Not surprisingly, both investors and companies believe that executive compensation will be one of the top governance topics for the coming proxy season.  However, despite greater dialogue between companies and shareholders than ever before, there remain several significant differences of opinion related to compensation and corporate governance practices.

Response to Say on Pay Votes: Investors and companies differ significantly regarding the level of opposition to a say-on-pay vote that should trigger a board response regarding improvements to pay practices.  Perhaps not surprisingly, investors expect responses at much lower levels of opposition.  Nearly half of all companies reported that an explicit response was not necessary unless opposition exceeded 50%, while an equal percentage of investors (48%) felt that such a response was necessary for levels of opposition above 20%.

Equity Vesting upon Change in Control: “Single-trigger” vesting of equity remains a polarized issue.  An overwhelming number of investors do not consider accelerated vesting of outstanding grants upon a change in control (either automatically or at the board’s discretion) to be appropriate, but an almost equal percentage of companies disagree.  Most investors and companies agree that accelerated vesting in certain circumstances after a change in control (e.g., if awards are not converted or replaced by a surviving entity) is appropriate.

Splitting CEO and Chairman Roles: Investors and companies also hold remarkably different views on leadership.  While 70% of investors believe that companies should split the roles of CEO and Chairman after the current (combined) incumbent departs, 73% of companies disagreed.

Pay for Performance: When determining whether executive pay is aligned with company performance, investors and companies agree that relative pay levels and misalignment of pay and performance are relevant considerations.  However, there was some disagreement regarding the magnitude of importance.

  • 62% of investors believe pay that is significantly higher than peer pay levels is “very relevant”, while the majority of companies believe it to be “somewhat relevant.”
  • 88% of investors report that whether pay levels have increased disproportionately to the company’s performance trend is a “very relevant” consideration.  For companies, responses of “very relevant” and “somewhat relevant” were almost equal (47% and 48% respectively).

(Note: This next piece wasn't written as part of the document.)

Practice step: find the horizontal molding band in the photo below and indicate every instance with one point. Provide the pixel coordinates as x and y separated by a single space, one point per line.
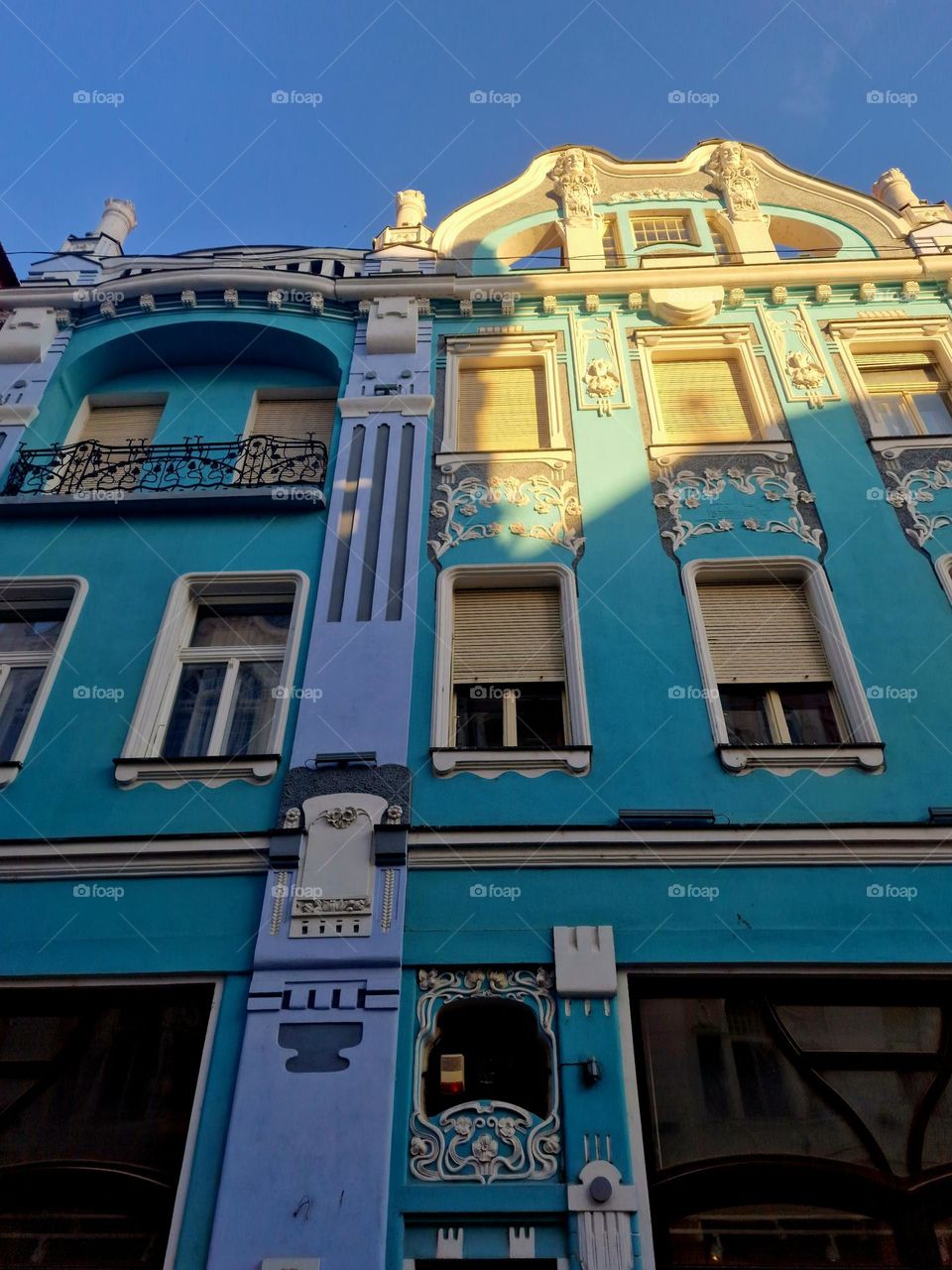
607 848
132 857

Interestingly, ISS did not define either “performance” or “performance trend.”  Defining performance within the context of compensation continues to be a challenge and the debate over whether stock price or financial performance is the better indicator remains unresolved.

Discretionary Bonuses: Both investors and companies agree that discretionary awards can be problematic, particularly in instances where the awards are not aligned with performance.  But a significant minority of investors (34%) believe that they are “always” problematic, while 22% of companies believe that they are “never” problematic.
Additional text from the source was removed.